In Northfield’s midterm elections, voters faced a ballot question to increase the Community Preservation Act surcharge on real property from 0.5 to 1 percent. CPA allows communities to create a local Community Preservation Fund for open space protection, historic preservation, affordable housing and outdoor recreation. Community preservation money is raised locally through the imposition of a surcharge of not more than 3 percent of the tax levy on real estate, and a community’s voters must agree to this local surtax by referendum.

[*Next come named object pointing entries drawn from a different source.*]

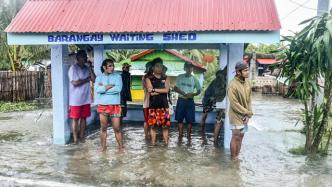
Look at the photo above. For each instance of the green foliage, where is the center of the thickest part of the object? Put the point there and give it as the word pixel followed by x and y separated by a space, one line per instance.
pixel 309 60
pixel 19 106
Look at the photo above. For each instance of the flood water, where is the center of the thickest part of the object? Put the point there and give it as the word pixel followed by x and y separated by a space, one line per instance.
pixel 28 158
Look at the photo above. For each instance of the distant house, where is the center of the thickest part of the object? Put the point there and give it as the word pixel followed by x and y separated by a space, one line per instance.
pixel 172 59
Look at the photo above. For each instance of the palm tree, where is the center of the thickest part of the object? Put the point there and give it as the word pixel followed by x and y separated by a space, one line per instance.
pixel 308 61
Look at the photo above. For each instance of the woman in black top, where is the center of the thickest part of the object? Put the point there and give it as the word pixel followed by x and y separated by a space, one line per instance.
pixel 158 87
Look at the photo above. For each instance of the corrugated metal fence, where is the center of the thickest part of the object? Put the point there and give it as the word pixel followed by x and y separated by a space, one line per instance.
pixel 25 85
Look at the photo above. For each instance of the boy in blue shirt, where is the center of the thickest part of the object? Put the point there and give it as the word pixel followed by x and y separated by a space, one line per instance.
pixel 188 87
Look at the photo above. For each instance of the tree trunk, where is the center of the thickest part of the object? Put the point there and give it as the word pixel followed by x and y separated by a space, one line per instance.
pixel 326 110
pixel 308 130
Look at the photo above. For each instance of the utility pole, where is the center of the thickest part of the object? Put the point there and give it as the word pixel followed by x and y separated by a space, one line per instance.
pixel 322 7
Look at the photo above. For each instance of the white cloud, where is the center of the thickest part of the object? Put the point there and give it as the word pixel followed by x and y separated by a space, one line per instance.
pixel 291 13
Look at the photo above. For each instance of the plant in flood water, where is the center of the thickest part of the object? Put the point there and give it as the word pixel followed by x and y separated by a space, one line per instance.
pixel 308 61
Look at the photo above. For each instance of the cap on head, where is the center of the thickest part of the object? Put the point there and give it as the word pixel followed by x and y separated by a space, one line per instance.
pixel 241 66
pixel 81 53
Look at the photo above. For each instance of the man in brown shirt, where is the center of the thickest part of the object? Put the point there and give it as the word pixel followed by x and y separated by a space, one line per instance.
pixel 239 94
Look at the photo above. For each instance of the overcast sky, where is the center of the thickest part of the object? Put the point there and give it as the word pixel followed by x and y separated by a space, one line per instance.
pixel 292 12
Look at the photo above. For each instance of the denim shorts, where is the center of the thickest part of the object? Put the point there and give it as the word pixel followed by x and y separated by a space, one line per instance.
pixel 185 109
pixel 243 128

Northfield adopted the CPA in 2008 at its maximum 3 percent; in 2009, voters lowered that to 0.5 percent. In 2018 came a push to grow this pot of money. In the weeks leading up to election day, members of the Northfield Community Preservation Committee worked hard to educate townspeople about the benefits of CPA money, putting signs around town pointing out “Your CPA Funds at Work.” Ten completed projects were showcased, ranging from repairs to historic buildings including the library, the old high school, Town Hall and First Parish Church, to historical monuments such as the Belcher Fountain and the Civil War Memorial, to housing (Squakheag Village) and the preservation of land for the new Ames Accessible Nature Trail.
Being a property tax increase, it was a hard sell, made all the harder by the failure of the state to live up to its original promise to match 100% of what each municipality raised. In the end, the 2018 ballot question was defeated 553-847.

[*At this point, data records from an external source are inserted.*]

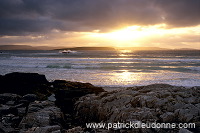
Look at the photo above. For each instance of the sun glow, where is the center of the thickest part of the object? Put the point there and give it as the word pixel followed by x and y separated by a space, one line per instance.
pixel 155 35
pixel 130 33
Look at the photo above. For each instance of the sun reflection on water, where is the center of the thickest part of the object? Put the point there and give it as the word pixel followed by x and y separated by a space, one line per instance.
pixel 124 76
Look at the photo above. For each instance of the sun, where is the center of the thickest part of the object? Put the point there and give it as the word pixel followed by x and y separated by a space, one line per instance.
pixel 122 35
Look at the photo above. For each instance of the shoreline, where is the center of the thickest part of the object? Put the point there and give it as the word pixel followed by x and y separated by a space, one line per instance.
pixel 67 106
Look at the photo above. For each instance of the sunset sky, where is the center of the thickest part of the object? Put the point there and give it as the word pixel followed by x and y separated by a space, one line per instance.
pixel 121 23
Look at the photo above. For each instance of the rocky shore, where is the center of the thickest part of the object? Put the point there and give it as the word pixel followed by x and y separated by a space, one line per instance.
pixel 31 104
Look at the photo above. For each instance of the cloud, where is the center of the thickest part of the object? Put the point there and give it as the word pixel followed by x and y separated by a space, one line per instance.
pixel 29 17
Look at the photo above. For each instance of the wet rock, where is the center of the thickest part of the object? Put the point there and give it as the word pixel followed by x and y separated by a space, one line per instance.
pixel 25 83
pixel 41 114
pixel 29 97
pixel 168 117
pixel 182 130
pixel 70 92
pixel 6 97
pixel 47 129
pixel 160 103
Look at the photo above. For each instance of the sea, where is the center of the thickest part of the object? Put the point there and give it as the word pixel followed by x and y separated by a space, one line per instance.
pixel 118 68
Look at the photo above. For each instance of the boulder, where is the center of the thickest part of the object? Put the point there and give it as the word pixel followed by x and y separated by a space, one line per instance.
pixel 25 83
pixel 41 114
pixel 68 92
pixel 29 97
pixel 152 103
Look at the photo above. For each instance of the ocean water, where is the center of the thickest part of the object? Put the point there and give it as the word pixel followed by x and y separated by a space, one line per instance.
pixel 121 68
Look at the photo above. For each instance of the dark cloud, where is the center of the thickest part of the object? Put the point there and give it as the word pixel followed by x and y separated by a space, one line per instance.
pixel 21 17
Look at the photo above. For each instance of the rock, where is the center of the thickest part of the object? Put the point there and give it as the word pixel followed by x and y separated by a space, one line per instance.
pixel 182 130
pixel 6 97
pixel 25 83
pixel 70 92
pixel 29 97
pixel 52 98
pixel 160 103
pixel 41 114
pixel 75 130
pixel 187 113
pixel 47 129
pixel 168 117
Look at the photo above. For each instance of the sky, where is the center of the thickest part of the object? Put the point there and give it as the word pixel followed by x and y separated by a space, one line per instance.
pixel 120 23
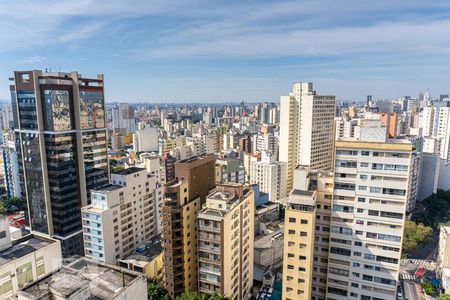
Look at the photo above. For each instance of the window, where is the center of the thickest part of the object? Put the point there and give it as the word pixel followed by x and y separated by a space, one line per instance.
pixel 374 189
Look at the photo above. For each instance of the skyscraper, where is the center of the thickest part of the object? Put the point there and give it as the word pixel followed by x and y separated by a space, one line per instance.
pixel 306 129
pixel 371 190
pixel 225 241
pixel 60 131
pixel 183 198
pixel 123 119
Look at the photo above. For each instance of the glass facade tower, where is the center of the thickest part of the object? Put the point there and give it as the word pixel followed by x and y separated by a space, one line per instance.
pixel 62 148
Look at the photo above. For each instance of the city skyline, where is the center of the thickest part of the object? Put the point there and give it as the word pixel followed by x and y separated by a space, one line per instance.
pixel 212 52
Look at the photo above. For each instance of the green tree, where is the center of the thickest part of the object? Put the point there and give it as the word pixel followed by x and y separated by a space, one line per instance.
pixel 427 287
pixel 2 210
pixel 414 235
pixel 188 295
pixel 155 291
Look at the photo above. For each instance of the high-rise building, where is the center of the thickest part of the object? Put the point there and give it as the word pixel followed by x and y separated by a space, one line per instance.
pixel 183 198
pixel 270 175
pixel 146 139
pixel 123 119
pixel 225 242
pixel 121 216
pixel 11 165
pixel 306 129
pixel 62 148
pixel 371 190
pixel 307 235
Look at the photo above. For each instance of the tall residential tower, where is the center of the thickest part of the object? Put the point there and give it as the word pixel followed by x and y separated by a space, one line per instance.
pixel 59 121
pixel 306 129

Indeed, there was scant incentive for voters in Northfield or across the state to cough up more of their own money. As originally conceived, taxpayers’ contributions were to be matched 100 percent by a pool of money created by a $20 fee collected at the state’s Registries of Deeds when property changes hands. That happy state of affairs lasted for six years. But as more towns signed on, the available pool of money had to be cut more ways. By 2008, the state reimbursement had fallen to 67 percent and continued to drop every year. This year, the reimbursement rate was 13.8 percent, boosted by $10 million in state surplus funds to yield a 19 percent reimbursement – a far cry from the original 100 percent.

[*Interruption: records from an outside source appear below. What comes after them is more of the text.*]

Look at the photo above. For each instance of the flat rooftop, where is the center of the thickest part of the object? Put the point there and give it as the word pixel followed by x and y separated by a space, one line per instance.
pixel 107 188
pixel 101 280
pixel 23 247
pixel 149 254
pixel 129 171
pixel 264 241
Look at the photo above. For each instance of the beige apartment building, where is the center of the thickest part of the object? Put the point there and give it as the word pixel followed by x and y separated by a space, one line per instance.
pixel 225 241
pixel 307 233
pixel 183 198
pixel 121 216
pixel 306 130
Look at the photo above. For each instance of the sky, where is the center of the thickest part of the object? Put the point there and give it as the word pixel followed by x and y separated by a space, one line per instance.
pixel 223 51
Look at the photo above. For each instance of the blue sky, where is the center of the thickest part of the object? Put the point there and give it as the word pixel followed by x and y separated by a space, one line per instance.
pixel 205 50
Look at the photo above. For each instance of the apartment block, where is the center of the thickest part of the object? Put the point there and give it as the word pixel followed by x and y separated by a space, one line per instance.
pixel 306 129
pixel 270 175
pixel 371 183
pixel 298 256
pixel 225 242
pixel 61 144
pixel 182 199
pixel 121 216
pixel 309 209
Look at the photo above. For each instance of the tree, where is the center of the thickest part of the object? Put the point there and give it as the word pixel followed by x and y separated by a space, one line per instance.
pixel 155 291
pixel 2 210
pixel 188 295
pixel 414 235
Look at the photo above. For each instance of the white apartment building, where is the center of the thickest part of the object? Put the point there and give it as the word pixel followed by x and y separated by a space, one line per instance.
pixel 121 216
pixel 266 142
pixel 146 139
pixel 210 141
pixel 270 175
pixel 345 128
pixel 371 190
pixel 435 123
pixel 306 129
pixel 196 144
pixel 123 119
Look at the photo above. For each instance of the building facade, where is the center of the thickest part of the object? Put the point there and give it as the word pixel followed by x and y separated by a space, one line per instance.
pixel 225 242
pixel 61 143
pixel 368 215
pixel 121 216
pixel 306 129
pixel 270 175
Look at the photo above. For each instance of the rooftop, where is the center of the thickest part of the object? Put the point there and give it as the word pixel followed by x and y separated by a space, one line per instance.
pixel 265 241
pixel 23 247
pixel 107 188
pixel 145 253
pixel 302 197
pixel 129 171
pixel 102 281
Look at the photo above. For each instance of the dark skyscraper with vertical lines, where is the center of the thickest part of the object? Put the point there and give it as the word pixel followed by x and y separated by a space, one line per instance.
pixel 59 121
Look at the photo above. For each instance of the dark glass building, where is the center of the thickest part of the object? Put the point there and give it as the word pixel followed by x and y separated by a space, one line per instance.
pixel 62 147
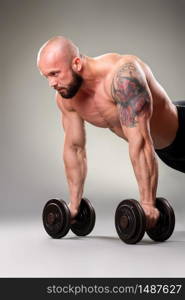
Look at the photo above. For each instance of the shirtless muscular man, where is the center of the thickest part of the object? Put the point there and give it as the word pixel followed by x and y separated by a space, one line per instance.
pixel 118 92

Just seven towns in Franklin County have adopted the Community Preservation Act (Conway, Deerfield, Leverett, Northfield, Shutesbury, Sunderland and Whately). All joined it in high hopes of preserving history, conserving land and supporting affordable housing in their communities. But since then, it was been subject to push-back from opponents. For example, last fall the Supreme Judicial Court of Massachusetts ruled to bar the disbursement of CPA funds to restore stained glass windows in an historic Acton church. Less clear is the fate of CPA money granted to restore other historic structures in active use as religious institutions. Unfortunately, historic churches are ubiquitous in Franklin County. In the state Legislature, lawmakers have from time to time attempted to raid the CPA trust fund. Even townspeople themselves can ask for a re-do in an attempt to water down the program; in Northfield, for example, the year after CPA was narrowly adopted in 2008, taxpayers passed a surcharge decrease from 3 percent to the present ½ percent in 2009, thus reducing the available pool of money to spend locally.
If the Community Preservation Act is to fulfill its promise – indeed, even survive – our legislators must adjust the funding formula to ensure every CPA community could receive at least a 50 percent match. On the campaign trail, Gov. Charlie Baker promised to do just that, saying, “It’s obvious that there needs to be an adjustment made. We would support that mechanism being increased and I’m assuming it will probably be taken up again in the legislative session. … We would support it and we would sign it.”
A bill to raise the Registry of Deeds filing fees that feed the trust fund has been in the House Ways and Means Committee since May 2017. It’s time for our representatives to vote to pass this bill and for Gov. Baker, now comfortably reelected, to sign it, as promised.
Only then will our towns have a compelling reason to adopt CPA and, for those that already have, to put a bit more of their hard-earned money to work in their community.